Wednesday, July 27, 2011

Jennie Bentley's DIY series



I met Jennie Bentley at Killer Nashville a few years back and have been a fan ever since. Her DIY Mystery series is as delightful has she is. The series includes Fatal fixer-upper,  spackled and Spooked, plaster and Poison, and mortar and Murder, the titles done in an interesting manner.
Welcome, Jennie! Please tell us more about yourself.
Thanks, Susan. There’s not a lot to tell. I’m just not that interesting. Most of us writers aren’t. We live through our characters and spend our days playing with our imaginary friends and having conversations with the voices in our heads. Apart from that, I live in Nashville with a husband and two boys, a dog, a parakeet, a couple of frogs and a couple of goldfish. I’m allergic to cats, so I only have those vicariously. Writing used to be a hobby that’s now my profession, and I haven’t found another hobby to replace it yet. I do like to travel a lot, and I also spend a lot of time reading. I used to knit more than I do now, but maybe I’ll pick it up again.
When you decided to write, did you make a conscientious effort to write cozies or did it come naturally?

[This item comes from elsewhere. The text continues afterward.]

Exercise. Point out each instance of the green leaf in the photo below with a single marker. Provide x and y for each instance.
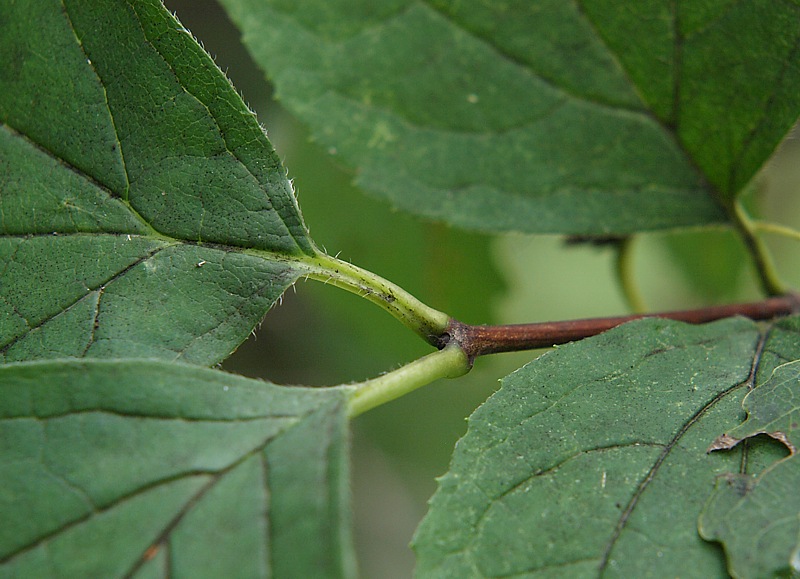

LOL! I never planned to write cozies. It’s not a genre where I’m particularly comfortable, to be honest, although I’ve been told I do it fairly well. I started out writing romance, and then ended up in a sort of romantic mystery hybrid that’s been compared to Janet Evanovich and Mary Kay Andrew’s Savannah Blues. The chance to write a cozy series came out of left field, I wasn’t going after it, but I didn’t think I ought to turn it down. I’m more comfortable with series than I am with standalone books – once I get to know charactesr, I like to keep playing with them! – but at the same time, the cozy subject matter is somewhat limiting, and I feel acutely the lack of sex and violence. Or more accurately, I feel limited by the fact that I can’t show my characters in bed together, when we all know they’re having sex, and there are certain subjects that aren’t considered ‘cozy’ enough, and those tend to be the subjects that excite me. I was able to push the envelope a little with Mortar and Murder, where I tackled human trafficking, but that’s as far as I’ve been allowed to go, and I had to tone it down considerably. It’s great that there are cozy mysteries out there for people who prefer their murders nice and clean, but for me personally, I like my mysteries a little grittier.  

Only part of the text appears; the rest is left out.